The GEM study is an annual survey, and dishearteningly, a look at the GEM figures over a number of years shows no discernible trend towards closing the gap, while some of South Africa’s economic peers such as Brazil and Vietnam consistently show an equal number of men and women starting businesses.
Gender parity in entrepreneurship needs a consistent stretch of truly high economic growth, north of 6 percent, to shake lose any remaining cultural, psychological and economic chains that are keeping women back. Unlike its counterparts, South Africa’s economic growth over the past few decades has seldom breached 4 percent – hovering around 3 percent since 1994.
This might also explain the general low levels of entrepreneurship in the South African population, among both men and women, compared to its economic peers – 11 percent of the South African population is involved in entrepreneurial activity. Wealth creating businesses start in response to opportunities, which multiply when economic growth is strong.
Short of a massive economic stimulus needed to propel South Africa’s economic growth upward, is there anything that can be done on an incremental level in order to establish entrepreneurial equality between men and women in South Africa?
I believe that there are many low-key ways in which to entice more women to become entrepreneurs. One place to start, is to focus on the income-generating side-lines that many South African women are engaged in. A scan of social media shows that South African women are not short of ideas nor initiative. From activities that are traditionally seen as female-oriented such as baking and sewing, to truly innovative social clubs and online initiatives seem to provide an outlet for many women’s entrepreneurial urges. Yet too few of them develop into proper full-time careers.
Programmes focused on women and their side-hustles might find fertile ground to grow them into fully fledged businesses.
Another factor that might entice more women to start businesses is more accessible finance. There is no easy solution, however, as research shows that men are more likely to start looking for finance early when they launch their ventures. Women, on the other hand, are more likely to use their own funds to start a business and thus delay seeking finance until their venture is potentially in trouble making it more difficult to secure finance.
The solution, if any, lies in education and training deep enough to effect a significant shift in mind-set. Given the poor state of the educational system, South Africa still has a way to go, but it could be argued that any incremental improvement in the education system would boost the country’s levels of entrepreneurship.
It remains to be seen if an increase in gender equality and representation among bankers and financiers may lead to improved access to finance for female entrepreneurs, but because it is a good thing in itself, gender parity in the finance industry is worth pursuing.
The celebration of female entrepreneurship in popular culture, social media and as part of cultural events remains important and probably cannot be overdone.

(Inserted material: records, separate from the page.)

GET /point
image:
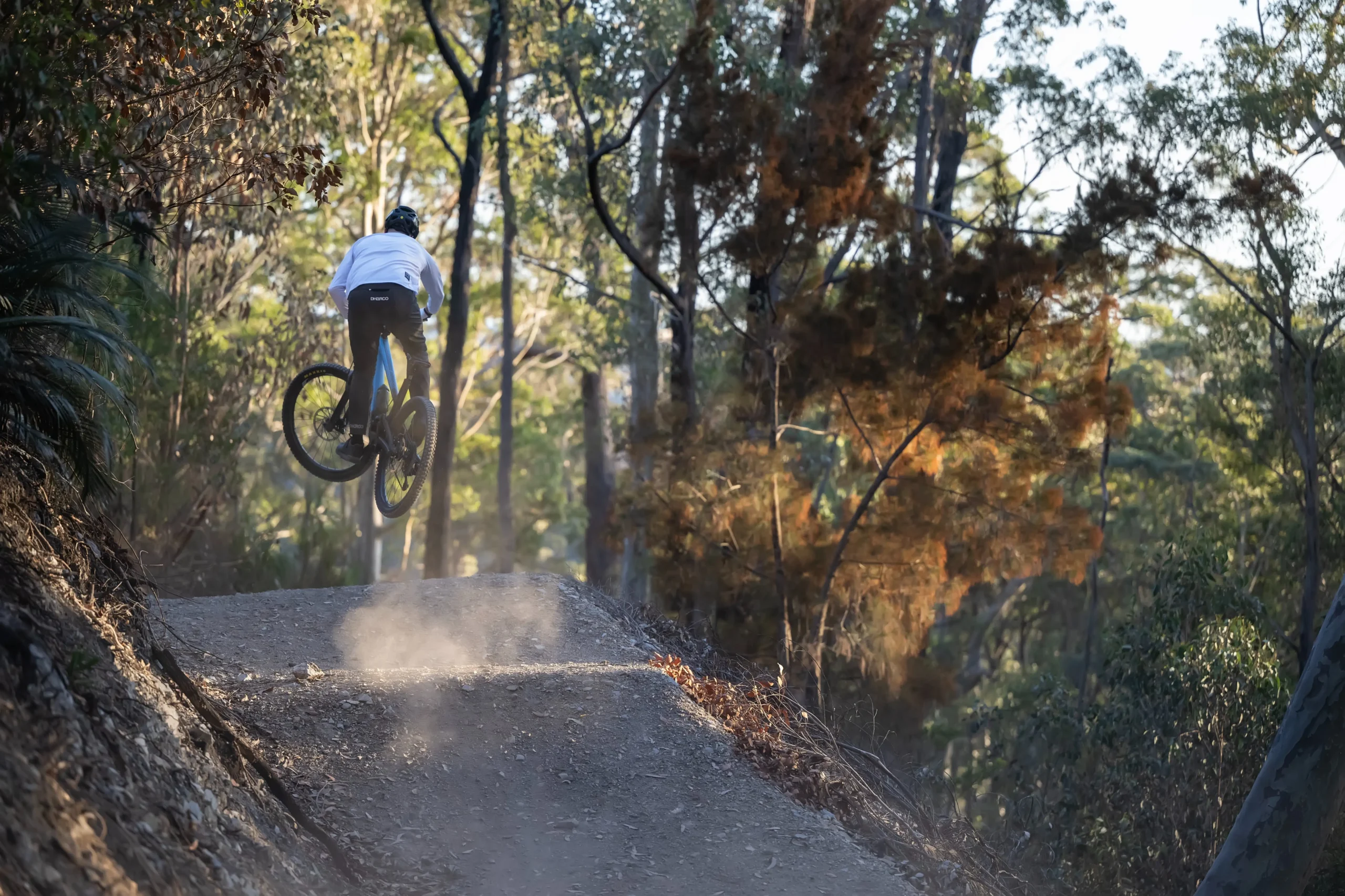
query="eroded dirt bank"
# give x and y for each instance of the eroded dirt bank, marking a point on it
(505, 735)
(109, 782)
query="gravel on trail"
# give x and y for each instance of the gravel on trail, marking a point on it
(505, 735)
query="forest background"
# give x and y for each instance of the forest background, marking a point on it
(997, 411)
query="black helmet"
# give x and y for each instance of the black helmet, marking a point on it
(404, 220)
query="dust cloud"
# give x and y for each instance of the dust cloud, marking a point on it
(429, 624)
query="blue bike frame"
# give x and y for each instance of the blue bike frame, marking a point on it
(384, 370)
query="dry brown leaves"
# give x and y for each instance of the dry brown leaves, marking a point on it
(769, 731)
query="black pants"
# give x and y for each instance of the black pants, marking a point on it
(378, 310)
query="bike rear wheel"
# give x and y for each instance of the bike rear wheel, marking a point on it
(404, 468)
(315, 422)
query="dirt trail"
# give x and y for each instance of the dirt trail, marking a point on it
(505, 735)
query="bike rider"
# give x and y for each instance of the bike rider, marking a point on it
(376, 288)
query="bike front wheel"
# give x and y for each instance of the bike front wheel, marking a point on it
(315, 420)
(404, 467)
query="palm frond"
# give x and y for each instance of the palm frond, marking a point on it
(63, 343)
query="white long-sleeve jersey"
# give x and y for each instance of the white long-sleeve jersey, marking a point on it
(387, 257)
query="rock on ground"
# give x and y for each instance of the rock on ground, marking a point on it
(506, 735)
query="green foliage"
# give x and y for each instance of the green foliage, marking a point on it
(61, 343)
(1135, 791)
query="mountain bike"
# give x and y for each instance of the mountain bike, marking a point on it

Awareness of the possibility of success in the business world for females remains fundamental to any young woman’s decision to choose entrepreneurship.
Finally, a strengthening of the profile of women’s business associations in South Africa can become an important factor in increasing the number of female entrepreneurs. Organisations built by business women and that speak loudly and assertively for business women will send an unambiguous message that women belong in the community of entrepreneurs.